Restored OKD cluster not starting

I run my OKD cluster on a set of VMs in VMware ESXi. My backups consist of shutting down all VMs and then copying them somewhere else – so full shutdown and backup.

The cluster setup was done using the steps outlined in OKD 4.5 small cluster on ESX.

This has worked well and I have been able to restart the OKD cluster after a full restore with no issue. But now the cluster doesn’t start, OKD web console doesn’t work and when I monitor the VMs and ESX host the CPU, RAM, Disk and Network resources are all really low.

I struggled a long time to figure out how to start up what is essentiallya really old VM backup set. I finally got it figured, I think, but this is on the basis of the steps, order and timing I have outlined below.

So I am now starting up a full backup set that was backed up on 13/1/2021 and today is the 14/3/2021.

I have two ESXi servers, “HP3” has the services and control-plane nodes and “Lenovo5” has the computer/worker node.

Failed restore

To demonstrate the problem I started the services node and the control pane node.
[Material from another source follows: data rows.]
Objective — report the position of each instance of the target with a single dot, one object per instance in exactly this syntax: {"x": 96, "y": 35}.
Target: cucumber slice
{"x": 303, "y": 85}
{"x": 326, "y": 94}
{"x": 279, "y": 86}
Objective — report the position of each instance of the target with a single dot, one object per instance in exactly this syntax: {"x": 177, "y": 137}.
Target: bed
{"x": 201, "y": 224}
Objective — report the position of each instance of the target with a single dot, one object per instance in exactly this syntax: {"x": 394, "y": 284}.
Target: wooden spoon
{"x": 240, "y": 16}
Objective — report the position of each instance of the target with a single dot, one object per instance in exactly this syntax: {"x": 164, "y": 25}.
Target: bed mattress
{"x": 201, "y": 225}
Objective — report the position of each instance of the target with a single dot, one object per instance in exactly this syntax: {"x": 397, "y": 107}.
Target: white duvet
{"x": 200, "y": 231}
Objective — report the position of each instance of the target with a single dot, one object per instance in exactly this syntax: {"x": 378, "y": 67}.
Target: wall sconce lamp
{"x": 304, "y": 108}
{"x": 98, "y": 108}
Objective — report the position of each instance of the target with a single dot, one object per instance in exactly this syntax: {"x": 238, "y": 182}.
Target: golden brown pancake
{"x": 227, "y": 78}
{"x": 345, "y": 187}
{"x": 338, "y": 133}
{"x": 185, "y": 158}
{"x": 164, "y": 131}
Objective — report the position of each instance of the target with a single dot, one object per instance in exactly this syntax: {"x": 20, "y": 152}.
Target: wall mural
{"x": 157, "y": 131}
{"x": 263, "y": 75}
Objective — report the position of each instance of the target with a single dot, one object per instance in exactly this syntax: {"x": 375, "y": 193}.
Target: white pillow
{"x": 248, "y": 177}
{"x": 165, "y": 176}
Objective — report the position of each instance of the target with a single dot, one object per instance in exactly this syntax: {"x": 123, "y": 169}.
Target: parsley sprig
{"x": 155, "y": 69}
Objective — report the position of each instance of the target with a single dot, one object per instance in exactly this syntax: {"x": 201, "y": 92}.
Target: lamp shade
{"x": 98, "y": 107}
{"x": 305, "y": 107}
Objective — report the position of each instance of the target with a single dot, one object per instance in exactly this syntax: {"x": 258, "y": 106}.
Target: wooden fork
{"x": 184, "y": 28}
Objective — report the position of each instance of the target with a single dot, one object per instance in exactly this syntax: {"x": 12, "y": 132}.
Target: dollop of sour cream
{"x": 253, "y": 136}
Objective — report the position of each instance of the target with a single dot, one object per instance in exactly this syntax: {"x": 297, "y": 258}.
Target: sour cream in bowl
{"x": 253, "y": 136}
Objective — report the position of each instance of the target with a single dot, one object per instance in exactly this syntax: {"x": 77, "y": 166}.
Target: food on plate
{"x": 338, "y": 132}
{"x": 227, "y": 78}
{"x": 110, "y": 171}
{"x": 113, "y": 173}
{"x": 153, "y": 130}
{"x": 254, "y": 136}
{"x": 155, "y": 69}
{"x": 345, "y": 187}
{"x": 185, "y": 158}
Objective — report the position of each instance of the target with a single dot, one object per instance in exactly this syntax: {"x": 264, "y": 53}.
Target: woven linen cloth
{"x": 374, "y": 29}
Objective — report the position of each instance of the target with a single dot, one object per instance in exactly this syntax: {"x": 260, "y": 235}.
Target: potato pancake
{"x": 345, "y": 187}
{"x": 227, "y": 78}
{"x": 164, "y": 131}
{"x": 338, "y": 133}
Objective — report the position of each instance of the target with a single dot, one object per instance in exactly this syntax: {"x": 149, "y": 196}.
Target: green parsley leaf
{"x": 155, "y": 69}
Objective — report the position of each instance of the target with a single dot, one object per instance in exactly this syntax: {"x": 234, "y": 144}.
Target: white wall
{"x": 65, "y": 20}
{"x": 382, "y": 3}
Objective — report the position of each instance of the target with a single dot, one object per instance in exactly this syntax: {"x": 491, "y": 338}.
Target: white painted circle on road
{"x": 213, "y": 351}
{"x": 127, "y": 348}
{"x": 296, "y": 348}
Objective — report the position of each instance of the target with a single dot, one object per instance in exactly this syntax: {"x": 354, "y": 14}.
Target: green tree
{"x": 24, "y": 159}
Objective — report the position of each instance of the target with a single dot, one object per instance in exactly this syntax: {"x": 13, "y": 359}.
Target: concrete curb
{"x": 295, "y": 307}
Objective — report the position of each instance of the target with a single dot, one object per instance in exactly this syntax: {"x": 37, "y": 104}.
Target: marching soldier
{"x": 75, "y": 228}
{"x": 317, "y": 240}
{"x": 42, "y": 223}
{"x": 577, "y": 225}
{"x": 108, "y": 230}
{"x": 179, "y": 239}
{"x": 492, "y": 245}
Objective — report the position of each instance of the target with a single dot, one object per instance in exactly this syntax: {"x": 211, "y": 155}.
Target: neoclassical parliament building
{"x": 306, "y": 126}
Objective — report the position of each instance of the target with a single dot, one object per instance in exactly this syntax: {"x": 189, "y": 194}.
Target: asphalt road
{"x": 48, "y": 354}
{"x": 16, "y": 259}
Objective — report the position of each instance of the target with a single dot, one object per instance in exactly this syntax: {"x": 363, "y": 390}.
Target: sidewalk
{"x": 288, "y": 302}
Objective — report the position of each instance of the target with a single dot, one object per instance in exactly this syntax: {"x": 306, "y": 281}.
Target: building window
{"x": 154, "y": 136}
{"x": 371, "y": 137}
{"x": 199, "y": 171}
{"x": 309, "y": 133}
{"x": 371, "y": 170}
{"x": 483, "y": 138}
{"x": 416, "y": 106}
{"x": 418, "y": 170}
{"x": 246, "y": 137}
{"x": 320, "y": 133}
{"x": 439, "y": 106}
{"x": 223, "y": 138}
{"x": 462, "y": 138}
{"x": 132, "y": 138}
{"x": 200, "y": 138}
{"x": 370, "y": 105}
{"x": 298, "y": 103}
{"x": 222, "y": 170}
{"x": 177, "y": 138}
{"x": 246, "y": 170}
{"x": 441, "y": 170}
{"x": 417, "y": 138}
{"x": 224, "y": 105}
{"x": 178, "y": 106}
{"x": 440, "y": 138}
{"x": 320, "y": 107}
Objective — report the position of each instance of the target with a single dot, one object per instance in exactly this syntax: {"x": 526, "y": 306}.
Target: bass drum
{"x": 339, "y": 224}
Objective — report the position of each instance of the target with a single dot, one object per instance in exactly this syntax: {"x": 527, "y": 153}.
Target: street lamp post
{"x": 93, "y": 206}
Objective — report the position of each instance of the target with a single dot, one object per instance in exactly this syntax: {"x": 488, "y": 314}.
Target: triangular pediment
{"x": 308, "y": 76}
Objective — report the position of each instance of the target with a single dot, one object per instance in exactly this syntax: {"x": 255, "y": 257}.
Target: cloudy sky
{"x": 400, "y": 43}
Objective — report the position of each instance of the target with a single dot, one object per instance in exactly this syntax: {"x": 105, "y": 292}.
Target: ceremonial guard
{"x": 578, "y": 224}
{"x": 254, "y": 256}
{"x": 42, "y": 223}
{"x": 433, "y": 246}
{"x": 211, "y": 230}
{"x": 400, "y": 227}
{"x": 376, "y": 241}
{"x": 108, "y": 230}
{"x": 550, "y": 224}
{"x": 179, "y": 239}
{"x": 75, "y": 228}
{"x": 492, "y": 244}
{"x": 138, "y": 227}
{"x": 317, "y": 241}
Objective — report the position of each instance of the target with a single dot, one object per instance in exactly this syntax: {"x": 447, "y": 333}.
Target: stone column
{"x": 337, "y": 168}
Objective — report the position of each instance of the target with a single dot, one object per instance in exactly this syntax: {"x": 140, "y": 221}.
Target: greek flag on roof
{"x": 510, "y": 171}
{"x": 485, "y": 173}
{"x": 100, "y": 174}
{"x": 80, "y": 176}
These two nodes are both on the “HP3” ESX server. The below is the memory and CPU usage for 24 minutes after I started these nodes. As you can see there was very little activity. I started the nodes at 19:14:

When you try to login you just get:

Prechecks

Before starting check that the date and time are correct on all ESX servers so the initial time for the VMs will all be more or less in sync with each other prior to NTP kicking in.

Services node

To begin with only start the services node as this doesn’t actually start OKD and is important as it needs to provide NTP, DNS and Proxy services.

There are some below things you should ensure are done prior to starting the other nodes.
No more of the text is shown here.